Jeffrey: In college, I worked on the newspaper. We used Macs, and the Pagemaker layout program. Now I use Quark, like most people… But that’s where I cut my teeth in terms of learning computer design. If you know Quark, then you will be able to handle the production of a book. In terms of getting the word out and distributing my book, I learned a lot from doing zines. I also worked in the marketing department at a publishing house — the indpendent, non-profit The New Press — which helped me understand how book publishing works, from basic terminology to getting press.
Sean: Why did you decide to publish your book yourself? Are you inspired to do more?
Jeffrey: Mainly, I simply wanted to do the book. Again, it was built up over time, starting with the zine and then growing with the website. All the while I had gotten more and more interested in independent publishing, was talking about it more and more, and finally got to the point where I realized I needed less talk and more action. So I did the book. In terms of deciding to publish it myself, that was the original path. I never saw it any other way, though I must admit that I’m pretty sure no one else would have published it. At least not the way I was planning to do it. I am definitely inspired to do more, but I’m also inspired to get published by a publisher. It all depends on subject of the book. Right now I am putting the finishing touches on my Get The Word Out book — it’s a book with insights, information and interviews on how to get the word out about independent projects. It would be absolutely hypocritical to have a publisher publish that book. I’m doing that one myself. I have another idea for a book, and I’m pretty sure that no one else is going to want to publish it… so I’ll do it myself. But one of my other ideas, I’m hopeful that a publisher will take it on. But you never know. One thing I do know, however, is that if I ever have a book that I want to do, and no publisher will take it on, I will go forward with the book on my own.
Sean: Do you find that people are prejudiced against your book or that they somehow dismiss it because you published it yourself?
Jeffrey: Sure, there’s a little of that. Part of what helped my book was that it was closely affiliated with the workingfortheman.com website, and that website has been fairly successful. DIY websites are looked on as cool, whereas with DIY books, there is this stigma. DIY poetry books will suffer the worst, then novels, then non-fiction. There’s not much you can do about this — the stigma is there. Persistence and a solid, confident effort to get the word out about your book helps break down the stigma.
Sean: Who is your audience?
Jeffrey: For the Working For the Man book and and the workingfortheman.com website, anyone who wants a good laugh about the world of work. For Bookmouth.com and the Get The Word Out project, people who are interested in books, publishing, independent projects and the DIY effort in general.
Sean: What is the future of independent publishing?
Jeffrey: Oh man, it’s wide open. It’s a beautiful thing, really, because the future is in the hands of anyone and everyone who gets to work and gets a book done.

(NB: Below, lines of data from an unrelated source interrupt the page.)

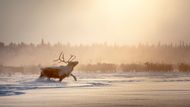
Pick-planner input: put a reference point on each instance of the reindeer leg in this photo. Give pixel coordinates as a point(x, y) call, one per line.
point(74, 77)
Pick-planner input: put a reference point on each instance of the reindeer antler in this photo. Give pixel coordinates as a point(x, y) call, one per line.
point(72, 58)
point(62, 59)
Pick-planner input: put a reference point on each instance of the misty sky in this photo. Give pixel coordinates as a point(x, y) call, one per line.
point(95, 21)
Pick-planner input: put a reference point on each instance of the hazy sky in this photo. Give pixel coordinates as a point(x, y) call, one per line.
point(95, 21)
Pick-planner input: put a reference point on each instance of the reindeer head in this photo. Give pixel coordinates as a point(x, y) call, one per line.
point(69, 62)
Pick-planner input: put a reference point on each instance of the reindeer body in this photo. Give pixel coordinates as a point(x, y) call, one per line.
point(59, 71)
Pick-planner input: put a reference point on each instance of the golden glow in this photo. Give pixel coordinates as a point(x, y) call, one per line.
point(95, 21)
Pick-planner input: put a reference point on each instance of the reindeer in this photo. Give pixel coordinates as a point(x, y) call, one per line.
point(60, 71)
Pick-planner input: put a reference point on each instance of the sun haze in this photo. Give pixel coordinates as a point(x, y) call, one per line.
point(95, 21)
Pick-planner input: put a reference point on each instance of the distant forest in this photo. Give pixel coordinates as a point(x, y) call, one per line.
point(43, 54)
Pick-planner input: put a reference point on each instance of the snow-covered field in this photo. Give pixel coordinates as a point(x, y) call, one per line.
point(169, 89)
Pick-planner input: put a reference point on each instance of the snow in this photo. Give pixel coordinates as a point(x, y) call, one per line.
point(171, 89)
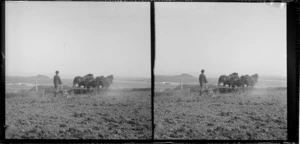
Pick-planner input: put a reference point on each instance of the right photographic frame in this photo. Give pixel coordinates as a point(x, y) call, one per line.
point(221, 71)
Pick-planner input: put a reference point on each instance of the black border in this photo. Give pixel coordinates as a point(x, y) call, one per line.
point(293, 58)
point(292, 72)
point(152, 25)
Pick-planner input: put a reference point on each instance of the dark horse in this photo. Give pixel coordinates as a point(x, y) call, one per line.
point(224, 79)
point(83, 81)
point(102, 81)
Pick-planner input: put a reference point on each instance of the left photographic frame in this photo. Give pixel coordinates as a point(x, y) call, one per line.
point(77, 70)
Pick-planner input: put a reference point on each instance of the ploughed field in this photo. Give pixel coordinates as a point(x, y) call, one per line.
point(257, 114)
point(120, 114)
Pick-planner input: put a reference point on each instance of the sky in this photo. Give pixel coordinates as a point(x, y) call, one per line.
point(221, 38)
point(77, 38)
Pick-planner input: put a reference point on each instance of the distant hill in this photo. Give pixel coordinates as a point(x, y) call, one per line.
point(186, 78)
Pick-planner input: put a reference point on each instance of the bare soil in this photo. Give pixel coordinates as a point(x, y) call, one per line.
point(116, 115)
point(257, 114)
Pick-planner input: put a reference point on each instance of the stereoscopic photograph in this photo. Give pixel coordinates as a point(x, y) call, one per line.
point(77, 70)
point(220, 71)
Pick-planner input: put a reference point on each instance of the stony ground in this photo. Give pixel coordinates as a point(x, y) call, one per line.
point(117, 115)
point(257, 114)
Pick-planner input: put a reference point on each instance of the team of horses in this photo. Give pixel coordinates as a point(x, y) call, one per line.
point(89, 82)
point(235, 81)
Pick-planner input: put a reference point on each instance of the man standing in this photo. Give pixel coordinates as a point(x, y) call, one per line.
point(202, 81)
point(57, 82)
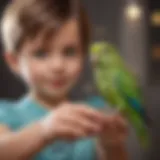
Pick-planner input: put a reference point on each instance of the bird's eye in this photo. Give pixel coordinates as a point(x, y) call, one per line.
point(70, 51)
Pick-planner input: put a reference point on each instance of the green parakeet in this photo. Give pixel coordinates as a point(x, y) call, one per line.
point(119, 87)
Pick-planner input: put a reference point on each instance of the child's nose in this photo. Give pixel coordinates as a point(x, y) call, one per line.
point(57, 63)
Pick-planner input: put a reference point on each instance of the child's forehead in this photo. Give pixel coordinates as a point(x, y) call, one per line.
point(68, 33)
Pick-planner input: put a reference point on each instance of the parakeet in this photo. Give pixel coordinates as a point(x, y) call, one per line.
point(119, 87)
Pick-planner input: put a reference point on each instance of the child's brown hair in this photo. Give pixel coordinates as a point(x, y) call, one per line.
point(27, 18)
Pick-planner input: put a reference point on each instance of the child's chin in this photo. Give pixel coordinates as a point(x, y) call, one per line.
point(57, 93)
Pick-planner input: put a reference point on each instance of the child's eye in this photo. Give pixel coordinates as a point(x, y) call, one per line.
point(70, 51)
point(40, 54)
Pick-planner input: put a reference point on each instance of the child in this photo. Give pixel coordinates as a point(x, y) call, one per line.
point(45, 44)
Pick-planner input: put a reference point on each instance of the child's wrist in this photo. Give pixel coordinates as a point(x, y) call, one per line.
point(47, 130)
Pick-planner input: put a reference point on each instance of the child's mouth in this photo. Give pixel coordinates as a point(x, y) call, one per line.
point(58, 83)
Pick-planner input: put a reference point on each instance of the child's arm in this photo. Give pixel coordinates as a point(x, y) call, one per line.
point(111, 145)
point(21, 145)
point(80, 121)
point(117, 152)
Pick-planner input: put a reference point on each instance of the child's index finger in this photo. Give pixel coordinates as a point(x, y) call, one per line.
point(91, 113)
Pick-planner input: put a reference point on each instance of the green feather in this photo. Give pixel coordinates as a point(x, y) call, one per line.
point(119, 86)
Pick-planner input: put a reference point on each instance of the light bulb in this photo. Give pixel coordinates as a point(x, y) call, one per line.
point(133, 12)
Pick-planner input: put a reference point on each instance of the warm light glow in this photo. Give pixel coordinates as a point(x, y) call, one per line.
point(133, 12)
point(155, 18)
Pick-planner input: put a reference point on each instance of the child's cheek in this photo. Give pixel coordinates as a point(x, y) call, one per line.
point(25, 71)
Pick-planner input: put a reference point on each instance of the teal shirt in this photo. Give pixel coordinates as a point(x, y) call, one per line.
point(18, 114)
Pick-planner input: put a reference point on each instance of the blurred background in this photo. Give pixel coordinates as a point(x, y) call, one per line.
point(133, 26)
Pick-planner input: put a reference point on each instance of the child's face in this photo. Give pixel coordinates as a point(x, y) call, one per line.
point(54, 71)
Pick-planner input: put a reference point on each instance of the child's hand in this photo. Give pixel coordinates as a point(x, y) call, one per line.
point(72, 121)
point(115, 131)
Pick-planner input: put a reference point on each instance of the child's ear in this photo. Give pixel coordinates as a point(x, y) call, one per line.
point(12, 61)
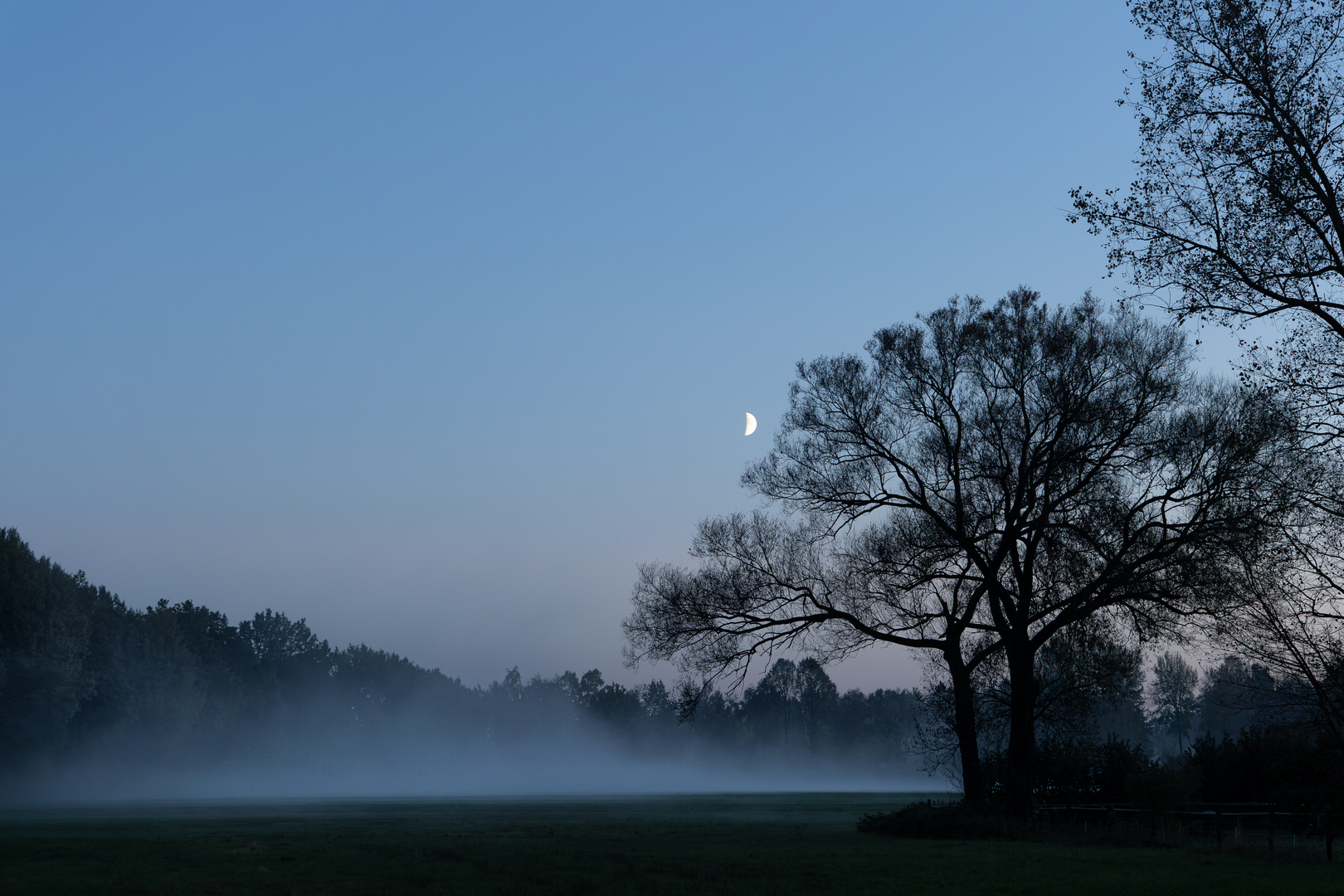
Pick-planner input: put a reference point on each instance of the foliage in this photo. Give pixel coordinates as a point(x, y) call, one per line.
point(81, 674)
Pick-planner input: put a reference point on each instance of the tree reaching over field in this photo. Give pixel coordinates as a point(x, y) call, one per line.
point(980, 483)
point(1235, 212)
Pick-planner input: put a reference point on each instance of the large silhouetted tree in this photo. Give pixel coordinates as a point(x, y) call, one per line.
point(1235, 215)
point(980, 483)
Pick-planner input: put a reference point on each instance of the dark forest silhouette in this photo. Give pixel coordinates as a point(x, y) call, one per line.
point(85, 674)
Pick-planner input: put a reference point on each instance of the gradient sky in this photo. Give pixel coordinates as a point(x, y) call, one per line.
point(431, 321)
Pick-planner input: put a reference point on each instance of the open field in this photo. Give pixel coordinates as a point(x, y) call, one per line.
point(710, 844)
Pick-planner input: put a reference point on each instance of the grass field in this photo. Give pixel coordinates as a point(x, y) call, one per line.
point(773, 844)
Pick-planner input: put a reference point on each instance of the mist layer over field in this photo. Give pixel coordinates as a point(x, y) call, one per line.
point(425, 772)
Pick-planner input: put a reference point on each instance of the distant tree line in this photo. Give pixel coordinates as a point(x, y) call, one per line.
point(85, 674)
point(1031, 496)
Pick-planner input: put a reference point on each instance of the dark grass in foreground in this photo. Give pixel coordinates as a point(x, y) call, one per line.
point(715, 844)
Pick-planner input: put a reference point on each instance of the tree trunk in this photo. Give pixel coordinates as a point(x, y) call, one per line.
point(968, 733)
point(1022, 730)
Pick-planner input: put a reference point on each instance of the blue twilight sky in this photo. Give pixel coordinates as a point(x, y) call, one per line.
point(431, 321)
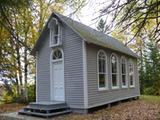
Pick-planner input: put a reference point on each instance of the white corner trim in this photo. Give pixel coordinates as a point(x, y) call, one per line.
point(36, 76)
point(85, 74)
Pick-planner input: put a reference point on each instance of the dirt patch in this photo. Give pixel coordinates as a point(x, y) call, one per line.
point(5, 108)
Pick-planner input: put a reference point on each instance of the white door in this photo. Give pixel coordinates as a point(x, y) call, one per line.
point(57, 81)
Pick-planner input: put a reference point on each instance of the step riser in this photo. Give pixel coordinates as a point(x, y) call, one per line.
point(45, 110)
point(46, 106)
point(44, 115)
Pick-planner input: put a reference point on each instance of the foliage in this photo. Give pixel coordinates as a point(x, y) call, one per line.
point(151, 99)
point(136, 15)
point(20, 23)
point(150, 70)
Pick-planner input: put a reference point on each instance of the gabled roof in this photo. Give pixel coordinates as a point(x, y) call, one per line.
point(90, 35)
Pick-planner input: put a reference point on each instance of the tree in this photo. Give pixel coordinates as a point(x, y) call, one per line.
point(21, 21)
point(136, 15)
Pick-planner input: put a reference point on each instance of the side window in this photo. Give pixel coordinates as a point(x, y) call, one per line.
point(101, 66)
point(123, 72)
point(56, 55)
point(114, 71)
point(131, 74)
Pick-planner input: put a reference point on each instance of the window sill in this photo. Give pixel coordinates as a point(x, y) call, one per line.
point(124, 87)
point(102, 89)
point(55, 45)
point(115, 88)
point(132, 86)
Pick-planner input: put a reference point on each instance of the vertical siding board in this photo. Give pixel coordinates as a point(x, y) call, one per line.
point(96, 97)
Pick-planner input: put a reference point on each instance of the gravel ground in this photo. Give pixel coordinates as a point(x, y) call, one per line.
point(133, 110)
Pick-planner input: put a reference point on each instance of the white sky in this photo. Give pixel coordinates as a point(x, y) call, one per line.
point(90, 12)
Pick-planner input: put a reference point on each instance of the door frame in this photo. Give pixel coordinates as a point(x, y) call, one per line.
point(51, 72)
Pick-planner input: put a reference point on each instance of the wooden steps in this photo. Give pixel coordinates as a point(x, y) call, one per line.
point(45, 109)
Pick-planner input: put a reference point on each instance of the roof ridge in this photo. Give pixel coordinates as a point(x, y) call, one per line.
point(112, 42)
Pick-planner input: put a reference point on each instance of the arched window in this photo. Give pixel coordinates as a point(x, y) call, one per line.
point(114, 71)
point(101, 57)
point(57, 54)
point(123, 72)
point(131, 74)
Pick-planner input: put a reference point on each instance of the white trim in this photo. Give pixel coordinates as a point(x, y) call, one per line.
point(51, 71)
point(124, 86)
point(36, 76)
point(118, 81)
point(106, 73)
point(85, 74)
point(131, 62)
point(59, 35)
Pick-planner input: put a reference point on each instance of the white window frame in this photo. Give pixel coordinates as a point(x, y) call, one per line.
point(124, 86)
point(53, 53)
point(106, 75)
point(52, 35)
point(133, 73)
point(114, 87)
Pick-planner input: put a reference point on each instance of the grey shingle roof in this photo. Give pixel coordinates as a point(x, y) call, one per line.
point(93, 36)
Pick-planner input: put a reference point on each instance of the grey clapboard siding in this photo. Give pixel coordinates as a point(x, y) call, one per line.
point(73, 68)
point(96, 97)
point(43, 71)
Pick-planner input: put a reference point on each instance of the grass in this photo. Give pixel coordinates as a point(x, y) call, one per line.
point(146, 108)
point(151, 99)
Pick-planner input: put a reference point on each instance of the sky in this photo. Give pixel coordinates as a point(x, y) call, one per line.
point(89, 12)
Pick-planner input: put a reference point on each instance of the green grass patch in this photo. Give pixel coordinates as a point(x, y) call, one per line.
point(149, 98)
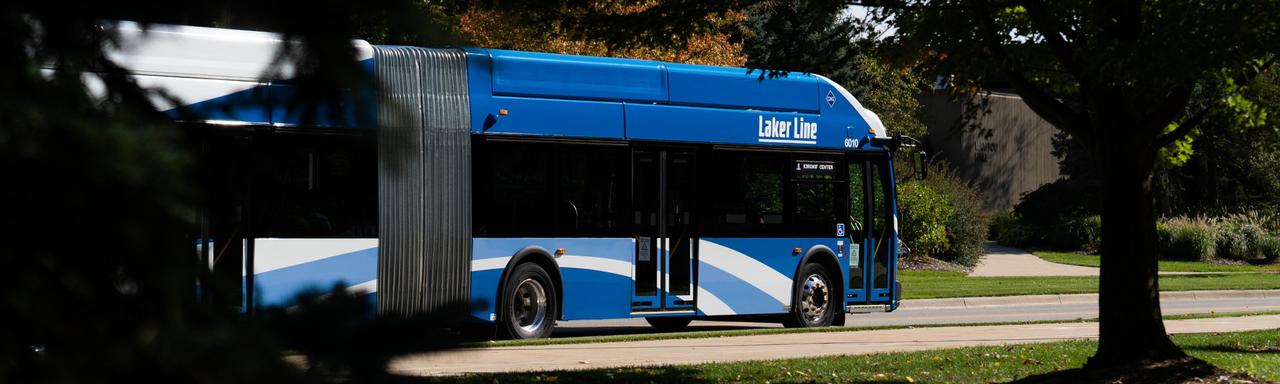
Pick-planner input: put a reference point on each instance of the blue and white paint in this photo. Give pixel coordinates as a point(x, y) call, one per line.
point(287, 266)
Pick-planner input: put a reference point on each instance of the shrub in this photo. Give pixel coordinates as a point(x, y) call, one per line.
point(1185, 238)
point(924, 218)
point(968, 222)
point(1270, 248)
point(1244, 237)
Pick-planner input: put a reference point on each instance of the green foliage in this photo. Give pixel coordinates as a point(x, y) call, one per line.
point(924, 218)
point(890, 91)
point(969, 222)
point(800, 36)
point(1087, 232)
point(1244, 237)
point(1188, 238)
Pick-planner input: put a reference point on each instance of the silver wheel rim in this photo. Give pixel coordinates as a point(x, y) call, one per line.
point(814, 298)
point(529, 305)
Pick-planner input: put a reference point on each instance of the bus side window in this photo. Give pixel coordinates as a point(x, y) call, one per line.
point(856, 218)
point(881, 213)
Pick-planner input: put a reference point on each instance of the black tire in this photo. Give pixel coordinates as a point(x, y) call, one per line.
point(814, 301)
point(670, 323)
point(529, 306)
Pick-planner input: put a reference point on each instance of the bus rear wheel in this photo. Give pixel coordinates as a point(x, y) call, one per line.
point(814, 301)
point(668, 324)
point(529, 304)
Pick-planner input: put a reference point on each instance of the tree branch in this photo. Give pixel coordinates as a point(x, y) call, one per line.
point(1052, 32)
point(904, 5)
point(1198, 118)
point(1040, 101)
point(1184, 128)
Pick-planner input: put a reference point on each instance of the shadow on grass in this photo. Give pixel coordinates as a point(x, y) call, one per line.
point(1237, 348)
point(334, 336)
point(1180, 370)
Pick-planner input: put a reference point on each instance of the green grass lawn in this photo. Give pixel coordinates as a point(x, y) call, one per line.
point(1253, 352)
point(937, 284)
point(1165, 265)
point(694, 334)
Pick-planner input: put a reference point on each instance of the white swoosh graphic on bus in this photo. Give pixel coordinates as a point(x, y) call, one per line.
point(575, 261)
point(750, 270)
point(273, 254)
point(712, 305)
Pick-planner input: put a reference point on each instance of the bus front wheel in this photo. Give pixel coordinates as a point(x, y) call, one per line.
point(529, 304)
point(814, 301)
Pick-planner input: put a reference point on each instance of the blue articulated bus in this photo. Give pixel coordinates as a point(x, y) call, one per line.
point(520, 188)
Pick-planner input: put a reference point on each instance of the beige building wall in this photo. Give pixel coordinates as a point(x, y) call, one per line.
point(1009, 155)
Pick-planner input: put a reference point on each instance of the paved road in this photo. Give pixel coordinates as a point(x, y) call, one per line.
point(778, 346)
point(918, 312)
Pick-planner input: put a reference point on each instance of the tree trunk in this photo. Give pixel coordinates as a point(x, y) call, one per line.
point(1129, 318)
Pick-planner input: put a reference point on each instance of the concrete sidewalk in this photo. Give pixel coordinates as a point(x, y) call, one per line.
point(777, 346)
point(1009, 261)
point(1028, 300)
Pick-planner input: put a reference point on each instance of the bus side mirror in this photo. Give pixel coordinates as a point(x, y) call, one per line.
point(922, 165)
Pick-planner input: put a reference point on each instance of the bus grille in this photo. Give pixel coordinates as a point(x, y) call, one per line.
point(424, 176)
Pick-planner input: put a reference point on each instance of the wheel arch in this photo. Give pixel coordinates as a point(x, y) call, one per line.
point(824, 256)
point(543, 257)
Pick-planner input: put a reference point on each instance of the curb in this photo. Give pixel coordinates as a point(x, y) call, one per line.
point(1032, 300)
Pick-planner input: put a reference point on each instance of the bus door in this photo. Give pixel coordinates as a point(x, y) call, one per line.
point(666, 245)
point(871, 215)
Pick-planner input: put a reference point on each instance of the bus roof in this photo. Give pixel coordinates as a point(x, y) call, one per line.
point(220, 76)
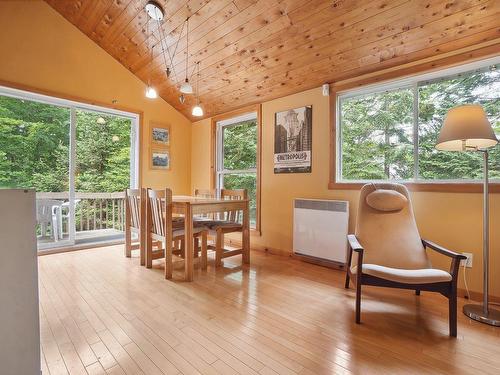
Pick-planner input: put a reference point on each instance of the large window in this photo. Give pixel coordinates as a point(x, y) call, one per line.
point(236, 160)
point(78, 157)
point(388, 132)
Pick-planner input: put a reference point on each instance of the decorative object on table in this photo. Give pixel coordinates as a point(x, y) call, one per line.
point(160, 135)
point(466, 128)
point(159, 159)
point(293, 140)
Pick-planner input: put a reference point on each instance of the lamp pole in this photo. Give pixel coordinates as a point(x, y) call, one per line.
point(477, 312)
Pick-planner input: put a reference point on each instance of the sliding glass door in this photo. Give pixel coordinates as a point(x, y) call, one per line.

Sure there’s all this talk of e-books and print-on-demand and the web — all great new elements and developments that independent publishers can use and run with — but to me, it just comes down to the creation of cool projects that find their way through the cultural noise and the walls of the mass media, and there it is, something that just blows away the people who get their hands on it. Things are out there right now, things are being created at this very moment, and things have yet to be made but the seeds are germinating… that’s the past and present and the future, really. But I believe it’s building upon itself and growing and becoming more accessible, so to me the future for independent publishing looks very bright indeed.